15. A computer program product comprising a computer readable storage medium having program instructions embodied therewith, the program instructions executable by one or more circuitry to cause the one or more circuitry to perform operations comprising:

receive a request corresponding to a machine learning model training task;

receive a plurality of fixed configurations comprising fixed parameters for the request;

generate a task embedding from the plurality of fixed configurations;

receive a plurality of dynamic configurations comprising variable parameters for the request, the variable parameters comprising tunable hyperparameters;

train a prediction module on training data comprising known dynamic and fixed configurations and, for each combination of a known dynamic configuration and a known fixed configuration, a respective model utilization score;

generate, from the prediction module, a plurality of model utilization scores for a plurality of respective candidate configurations sampled from the plurality of dynamic configurations, wherein generating the model utilization score comprises:

sample a candidate configuration from the plurality of dynamic configurations, the candidate configuration comprising candidate parameter values;

generate a candidate configuration embedding from the respective sampled candidate configuration; and

generate, responsive to inputting the candidate configuration embedding and the task embedding to the prediction module, a model utilization score for the respective sampled candidate configuration; and

return, responsive to receiving the request, a response comprising a training configuration for the machine learning model training task, the training configuration comprising a respective sampled candidate configuration having a model utilization score satisfying a predetermined threshold.

16. The computer program product of claim 15, wherein generating the task embedding comprises causing the one or more circuitry to perform operations comprising:

train a first encoder to generate embeddings from fixed configurations, the first encoder trained on a training set comprising known fixed configurations and their respective task embeddings;

input the plurality of fixed configurations to the first encoder; and

output, from the first encoder, the task embedding.

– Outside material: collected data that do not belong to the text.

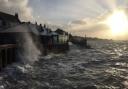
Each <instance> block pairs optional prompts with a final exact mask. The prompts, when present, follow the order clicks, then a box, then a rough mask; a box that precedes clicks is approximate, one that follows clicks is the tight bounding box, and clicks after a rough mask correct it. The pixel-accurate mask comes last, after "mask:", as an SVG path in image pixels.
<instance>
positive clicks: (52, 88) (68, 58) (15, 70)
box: [0, 41, 128, 89]
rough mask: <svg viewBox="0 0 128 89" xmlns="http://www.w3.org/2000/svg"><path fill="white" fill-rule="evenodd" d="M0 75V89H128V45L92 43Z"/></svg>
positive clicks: (11, 66)
mask: <svg viewBox="0 0 128 89" xmlns="http://www.w3.org/2000/svg"><path fill="white" fill-rule="evenodd" d="M89 43H90V44H91V45H92V47H93V49H83V48H78V47H77V46H75V45H71V46H70V51H69V52H67V53H65V54H49V55H48V56H46V57H41V58H40V59H39V60H38V61H36V62H35V63H34V64H26V65H22V64H20V63H16V64H13V65H12V66H10V67H8V68H6V69H5V70H4V71H3V72H1V73H0V89H128V42H125V41H90V42H89Z"/></svg>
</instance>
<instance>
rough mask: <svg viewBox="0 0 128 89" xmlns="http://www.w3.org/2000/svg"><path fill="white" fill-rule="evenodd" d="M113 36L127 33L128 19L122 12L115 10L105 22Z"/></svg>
mask: <svg viewBox="0 0 128 89" xmlns="http://www.w3.org/2000/svg"><path fill="white" fill-rule="evenodd" d="M106 23H107V25H108V26H109V27H110V29H111V31H112V34H113V35H123V34H125V33H127V32H128V31H127V30H128V18H127V16H126V14H125V12H124V11H123V10H116V11H114V12H113V13H112V15H111V16H109V17H108V18H107V20H106Z"/></svg>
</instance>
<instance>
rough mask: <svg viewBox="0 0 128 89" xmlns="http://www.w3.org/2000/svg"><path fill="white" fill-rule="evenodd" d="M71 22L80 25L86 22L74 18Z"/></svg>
mask: <svg viewBox="0 0 128 89" xmlns="http://www.w3.org/2000/svg"><path fill="white" fill-rule="evenodd" d="M71 23H72V24H81V25H82V24H84V25H85V24H86V22H85V21H83V20H75V21H72V22H71Z"/></svg>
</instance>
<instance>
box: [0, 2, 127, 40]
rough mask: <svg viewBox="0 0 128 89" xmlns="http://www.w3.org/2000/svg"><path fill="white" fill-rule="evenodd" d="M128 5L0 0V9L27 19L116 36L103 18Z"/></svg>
mask: <svg viewBox="0 0 128 89" xmlns="http://www.w3.org/2000/svg"><path fill="white" fill-rule="evenodd" d="M127 6H128V0H0V11H3V12H6V13H10V14H14V13H15V12H18V13H19V16H20V19H21V20H23V21H32V22H35V21H37V22H38V23H42V24H45V23H46V24H50V25H51V26H55V27H57V26H58V27H61V28H63V29H64V30H66V31H68V32H70V33H72V34H74V35H79V36H84V35H85V34H86V35H87V36H90V37H99V38H109V39H111V38H113V37H112V35H111V33H109V32H110V31H109V28H108V27H107V26H106V25H104V24H102V23H101V21H102V20H103V19H104V18H106V15H107V14H109V13H110V11H111V10H113V9H115V8H119V7H123V8H127ZM123 38H124V37H122V39H123Z"/></svg>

17. The computer program product of claim 16, wherein generating a respective candidate configuration embedding comprises causing the one or more circuitry to perform operations comprising:

train a second encoder to generate embeddings from dynamic configurations;

input the respective sampled candidate configuration to the second encoder; and

output, from the second encoder, the respective candidate configuration embedding.

18. The computer program product of claim 15, wherein the fixed configurations comprise one or more of a model execution graph, model configuration parameters, device configuration parameters, or data configuration parameters.

19. The computer program product of claim 15, wherein sampling from the plurality of dynamic configurations comprises causing the one or more circuitry to perform operations comprising:

select one or more samples from a search space according to a similarity-based transfer corresponding to the machine learning model training task.

20. The computer program product of claim 19, wherein sampling from the plurality of dynamic configurations further comprises causing the one or more circuitry to perform operations comprising:

compare the task embedding with task embeddings of one or more anchor tasks in the search space to determine similarity scores;

select one or more anchor tasks based on the similarity scores; and

combine two or more configurations of the selected anchor tasks according to a weighted sum of respective configuration values of the two or more configurations, wherein weights are applied to respective configuration values according to the similarity scores.